Aquation

We all need fresh water.  Some parts of the world have lots of potable water.  Some parts do not.  Some have lots of resources for building pipelines and desalinization plants to get the water they need.  Other places don’t have those resources.

How can we ensure everyone across the globe has enough potable water, a.k.a water equity?  Kids in grades 3-5 can play this game to see the choices and trade-offs they need to make to have enough potable water everywhere.

The game is hosted by the Smithsonian Institution, with web and app versions available.

Aurum Science Environmental Education Resources

This comprehensive ecoysystems course resources include powerpoint lectures, notes outlines, labs, classroom activities, and other teaching resources for an environmental science class.  Topics include scientific principles, species, populations, communities, ecosystems, environmental toxins, food and agriculture, global climate change, air and water pollution, non-renewable and renewable energy, waste, and environmental history and laws.

Forestia

In this virtual game world, you are responsible for designing a sustainable boreal forest. The forest must provide lumber, as well as benefit the environment. The game has four stages and you get advice from different characters along the way. You will harvest trees and fight forest fires to maintain a balance among five types of forest stands.

Poisoned Waters

From site: In Poisoned Waters, Pulitzer Prize-winning journalist Hedrick Smith examines the growing hazards to human health and the ecosystem.

“The ’70s were a lot about, ‘We’re the good guys; we’re the environmentalists; we’re going to go after the polluters,’ and it’s not really about that anymore,” Jay Manning, director of ecology for Washington state, tells FRONTLINE. “It’s about the way we all live. And unfortunately, we are all polluters. I am; you are; all of us are.”

Through interviews with scientists, environmental activists, corporate executives and average citizens impacted by the burgeoning pollution problem, Smith reveals startling new evidence that today’s growing environmental threat comes not from the giant industrial polluters of old, but from chemicals in consumers’ face creams, deodorants, prescription medicines and household cleaners that find their way into sewers, storm drains, and eventually into America’s waterways and drinking water.
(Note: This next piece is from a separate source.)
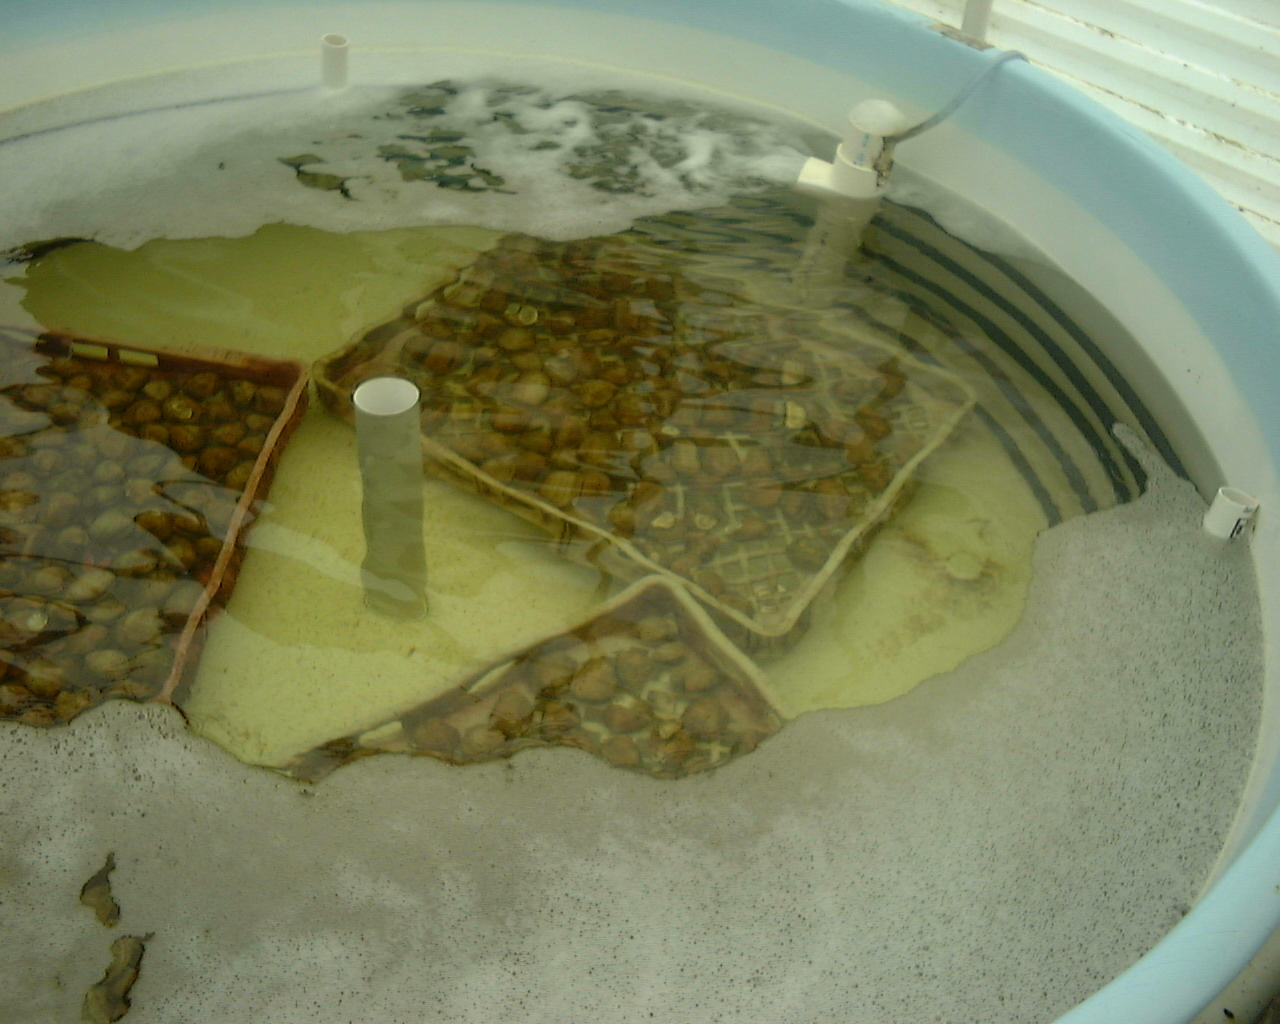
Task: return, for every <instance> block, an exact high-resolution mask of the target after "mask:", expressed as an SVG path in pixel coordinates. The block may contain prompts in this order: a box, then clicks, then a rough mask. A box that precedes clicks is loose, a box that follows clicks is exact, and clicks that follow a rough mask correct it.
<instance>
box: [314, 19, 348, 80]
mask: <svg viewBox="0 0 1280 1024" xmlns="http://www.w3.org/2000/svg"><path fill="white" fill-rule="evenodd" d="M320 83H321V84H323V86H324V87H325V88H346V87H347V37H346V36H342V35H338V33H337V32H330V33H329V35H326V36H321V37H320Z"/></svg>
What You Need to Know About Energy

From site:  As debates about energy grow more intense, Americans need dependable, objective, and authoritative energy information. The National Academies, advisers to the nation on science, engineering, and medicine, provide the facts about energy—a complex issue that affects us as individuals and as a nation.

The information on this site draws on that body of material and on other sources in order to offer a basic toolkit of facts and concepts to use in assessing various energy claims and proposals [on uses, sources, costs, and efficiency].